A Itália se propôs a não controlar a bola, e a Suécia seguiu na mesma linha. As duas equipes foram a campo com essa ideia, embora para executá-la tenham adotado procedimentos ligeiramente diferentes. Os italianos giraram a bola entre seus zagueiros enquanto os três volantes subiam para pressionar a linha do meio-campo e os pontas se fixavam nos beques rivais. Somente os laterais, Candreva e Florenzi, se deslocaram para burlar a marcação esperando a mudança de orientação para correr e sair pelo centro. Assim, quando avançavam, faziam isso sem desmontar o bastião defensivo. Os suecos também evitaram circular a bola pelo meio, mas se valeram dos extremos, Forsber e Larsson, para incursionar pelos vãos interiores buscando o vazio que se abria entre os laterais da defesa e os beques italianos. Aí Ibrahimovic deu um passo atrás, intervindo como volante para filtrar passes para seus companheiros que chegavam.

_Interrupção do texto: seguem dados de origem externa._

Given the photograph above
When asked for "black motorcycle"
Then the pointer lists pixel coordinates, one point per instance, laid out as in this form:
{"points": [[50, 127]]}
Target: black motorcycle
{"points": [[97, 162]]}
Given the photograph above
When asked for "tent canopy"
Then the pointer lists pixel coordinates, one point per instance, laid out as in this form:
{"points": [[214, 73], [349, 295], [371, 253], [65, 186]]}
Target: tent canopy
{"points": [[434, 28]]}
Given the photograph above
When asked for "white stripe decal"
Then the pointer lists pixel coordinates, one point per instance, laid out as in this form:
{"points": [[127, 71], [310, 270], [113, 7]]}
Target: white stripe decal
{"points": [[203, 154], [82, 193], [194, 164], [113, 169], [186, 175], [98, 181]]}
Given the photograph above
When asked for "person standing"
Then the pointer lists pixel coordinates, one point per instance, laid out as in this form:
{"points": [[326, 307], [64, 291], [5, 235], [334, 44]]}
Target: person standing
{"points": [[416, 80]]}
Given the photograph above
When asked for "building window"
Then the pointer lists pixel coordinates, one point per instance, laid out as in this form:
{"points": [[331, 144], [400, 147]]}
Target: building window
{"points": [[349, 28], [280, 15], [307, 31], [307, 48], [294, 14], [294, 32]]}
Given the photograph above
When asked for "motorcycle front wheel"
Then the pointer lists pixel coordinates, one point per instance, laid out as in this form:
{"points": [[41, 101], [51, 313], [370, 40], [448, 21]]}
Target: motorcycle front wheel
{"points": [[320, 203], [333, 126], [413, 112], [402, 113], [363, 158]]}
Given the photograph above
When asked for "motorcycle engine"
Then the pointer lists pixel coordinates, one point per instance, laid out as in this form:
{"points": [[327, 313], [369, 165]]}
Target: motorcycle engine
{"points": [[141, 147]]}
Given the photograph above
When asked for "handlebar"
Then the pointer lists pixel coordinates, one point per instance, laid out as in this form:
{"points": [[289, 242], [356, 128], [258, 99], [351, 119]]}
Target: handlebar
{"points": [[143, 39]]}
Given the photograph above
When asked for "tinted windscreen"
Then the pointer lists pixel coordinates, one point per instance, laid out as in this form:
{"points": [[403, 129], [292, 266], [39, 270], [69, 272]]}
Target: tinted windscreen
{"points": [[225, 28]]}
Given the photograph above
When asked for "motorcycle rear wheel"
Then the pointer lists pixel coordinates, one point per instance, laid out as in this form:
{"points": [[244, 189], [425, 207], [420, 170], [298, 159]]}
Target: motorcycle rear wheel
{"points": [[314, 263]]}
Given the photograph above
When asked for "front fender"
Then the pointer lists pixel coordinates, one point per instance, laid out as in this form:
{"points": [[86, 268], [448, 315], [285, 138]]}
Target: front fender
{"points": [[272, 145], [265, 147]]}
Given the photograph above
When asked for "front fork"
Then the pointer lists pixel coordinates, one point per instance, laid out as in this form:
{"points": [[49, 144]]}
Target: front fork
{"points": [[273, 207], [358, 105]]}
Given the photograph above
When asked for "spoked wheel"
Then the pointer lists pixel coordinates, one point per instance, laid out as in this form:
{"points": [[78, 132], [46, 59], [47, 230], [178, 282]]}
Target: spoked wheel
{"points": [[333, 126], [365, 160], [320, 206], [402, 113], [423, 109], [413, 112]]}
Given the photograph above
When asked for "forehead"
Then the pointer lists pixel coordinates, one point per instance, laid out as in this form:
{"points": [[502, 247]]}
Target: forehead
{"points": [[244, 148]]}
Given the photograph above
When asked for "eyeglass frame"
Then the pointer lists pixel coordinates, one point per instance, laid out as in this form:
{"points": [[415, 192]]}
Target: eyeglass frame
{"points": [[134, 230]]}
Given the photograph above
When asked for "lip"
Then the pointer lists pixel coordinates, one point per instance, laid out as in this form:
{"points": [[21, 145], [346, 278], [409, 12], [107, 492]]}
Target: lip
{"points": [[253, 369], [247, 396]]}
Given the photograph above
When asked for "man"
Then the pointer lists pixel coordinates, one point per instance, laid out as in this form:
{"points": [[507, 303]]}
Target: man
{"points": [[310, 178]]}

As jogadas se repetiram em uma monótona sucessão. Corridas, centros, duelos aéreos e chutes arbitrários para longe, com um par (não houve mais) de ações primorosas de Ibrahimovic. Os mesmos protagonistas reproduziram as mesmas cenas uma vez ou outra com idêntico resultado ante um público absorto. Chegou o intervalo, cumpriu-se a hora da partida, e a sensação de automatismo estéril, de intenção previsível, não abandonou o campo. Isso costuma acontecer com as equipes quando renunciam à bola para procurarem uma ordem para si. A Itália buscou não controlar a bola com De Rossi, Giaccherini e Parolo, salvo na segunda jogada. A Suécia tentou não recorrer a Ekdal e Kallström na armação. Quando esse tipo de renúncia criativa é recíproco, os adversários se neutralizam, a ordem defensiva se aproxima do absoluto e o resultado, salvo acidentes, é um zero a zero.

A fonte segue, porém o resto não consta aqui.